We talk a lot about Good Friday and Easter Sunday - but what is today? What is the meaning of the Saturday between the death and the resurrection? In truth, this is where most of us live much of our lives. We live in the waiting time - the time between a death, be it a trauma, a loss, a heartbreak, a disappointment, and what might come of it.
As Christians we believe that God is at work in everything, bringing life. Even the worst situations, put into the hands of God, bring life. God is the great integrator, the maker of what might become new. But the reality is that we must live into the Saturday - the period of time when death hangs over us and life has not yet been resurrected.
In her book called Spirit and Trauma, Shelly Rambo deals extensively with the idea of Saturday - the time between. (I highly recommend it if you are inclined to this kind of question.) One of Shelly's ideas is that after a trauma, life is forever changed, because elements of death remain. This 'remaining' is what we struggle with. Yes life goes on, even blossoms. No, we never get 'over it.'
So, the disciples and friends of Jesus walk around their homes and streets on this (symbolic) day, in a state of shock and pain that makes their hearts literally ache.The waiting. The thinking. Images forced into their brains. No sleep. Tears. Dry mouth. Pounding tension headache.

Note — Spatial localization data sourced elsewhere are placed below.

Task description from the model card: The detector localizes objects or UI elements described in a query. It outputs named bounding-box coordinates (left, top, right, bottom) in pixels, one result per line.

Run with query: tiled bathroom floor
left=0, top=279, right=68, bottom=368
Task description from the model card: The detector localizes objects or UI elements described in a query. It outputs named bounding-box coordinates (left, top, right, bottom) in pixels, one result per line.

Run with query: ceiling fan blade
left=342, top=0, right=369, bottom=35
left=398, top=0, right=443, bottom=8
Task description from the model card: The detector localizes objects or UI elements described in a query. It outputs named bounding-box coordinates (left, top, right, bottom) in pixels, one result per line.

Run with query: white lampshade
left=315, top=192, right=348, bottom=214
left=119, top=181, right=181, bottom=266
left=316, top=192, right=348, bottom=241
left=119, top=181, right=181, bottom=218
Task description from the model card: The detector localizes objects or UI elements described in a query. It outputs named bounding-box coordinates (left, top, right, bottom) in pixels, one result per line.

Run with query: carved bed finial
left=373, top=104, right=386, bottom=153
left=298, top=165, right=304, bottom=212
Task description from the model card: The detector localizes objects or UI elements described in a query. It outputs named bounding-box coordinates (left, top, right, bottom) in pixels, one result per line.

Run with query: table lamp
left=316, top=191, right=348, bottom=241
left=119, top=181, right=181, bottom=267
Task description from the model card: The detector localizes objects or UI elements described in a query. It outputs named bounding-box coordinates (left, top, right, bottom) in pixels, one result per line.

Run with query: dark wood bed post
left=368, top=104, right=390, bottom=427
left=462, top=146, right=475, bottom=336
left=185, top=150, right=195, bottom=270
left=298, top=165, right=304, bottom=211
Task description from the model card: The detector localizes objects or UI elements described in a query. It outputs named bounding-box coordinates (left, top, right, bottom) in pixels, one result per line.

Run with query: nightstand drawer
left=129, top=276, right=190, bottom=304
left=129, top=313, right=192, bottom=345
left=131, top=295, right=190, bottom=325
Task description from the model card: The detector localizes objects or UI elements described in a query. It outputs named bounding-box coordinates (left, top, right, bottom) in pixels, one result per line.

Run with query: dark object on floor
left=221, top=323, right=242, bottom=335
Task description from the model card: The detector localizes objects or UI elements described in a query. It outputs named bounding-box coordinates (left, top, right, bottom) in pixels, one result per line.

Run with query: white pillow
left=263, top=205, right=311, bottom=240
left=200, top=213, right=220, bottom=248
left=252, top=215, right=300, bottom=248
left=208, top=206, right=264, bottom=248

And then the resurrection, but the Jesus they knew is not the Jesus they can hold onto now. It is a whole new thing. You might argue, a better thing, but it is another death. Hear this little poem imagined from the lips of Mary:
I never suspected
to be so painful
to leave me weeping
to have met you, alive and smiling, outside an empty
not because I've lost you
but because I've lost you in how I had you -
in understandable, touchable, kissable, clingable
not as fully Lord, but as graspably human.
I want to cling, despite your protest
cling to your body
cling to your, and my, clingable humanity
cling to what we had, our past.
But I know that ... if I cling
you cannot ascend and
I will be left clinging to your former self
... unable to receive your present spirit.